Jose Garcia

  • À Fond [Full Speed] (2016)

    À Fond [Full Speed] (2016)

    (On TV, March 2020) I had a look at French action comedy À Fond on a whim, and I glad I did. While the first act of the film is a bit tedious in setting up all of the plot elements that it will later require, it gets up to cruising speed along with its premise: While driving south for the holidays, a family is stuck in a fancy new all-electronic minivan that can’t turn off its cruise control… at 160 km/h. While the highway patrol quickly gets involved, there are a few things it can’t fix, such as a massive traffic jam. Of course, this wouldn’t be a comedy without about half a dozen secrets, misunderstandings, long-simmering tensions and accidental complications aboard the minivan. À fond is thankfully billed as a comedy, which does help in stretching a fifteen-minute premise into a 90-minute film. It also helps keep some tension under control, as it’s clear early on that this is the kind of comedy that, at worst, goes for a bit of slapstick and nothing more serious. The “comedy” remains one of reassurance rather than outright laugher—despite a few chuckles, À fond doesn’t go for the overly absurd and remains grounded throughout.

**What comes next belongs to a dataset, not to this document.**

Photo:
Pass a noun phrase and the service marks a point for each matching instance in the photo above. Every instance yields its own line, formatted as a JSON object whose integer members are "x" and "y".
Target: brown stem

As befit the subject matter, there are a few fun action scenes throughout, most of them seemingly without intrusive CGI. (The climax is another matter, but the safety concerns are understandable.) Jose Garcia anchors the film, but special notice goes to Charlotte Gabris as a pleasantly dim-witted hitchhiker unable to grasp even the fundamentals of the situation. The script is a tight tapestry of loaded setups all waiting to go off, and it’s perhaps a bit more realistic than one would expect—during the climax, I wondered if a certain grip would hold and immediately afterward the movie had a further action beat focused on that failure. French cinema is one of the most cheerfully audience-driven ones on the planet, and it’s reasonably entertaining movies like À fond that demonstrate it best.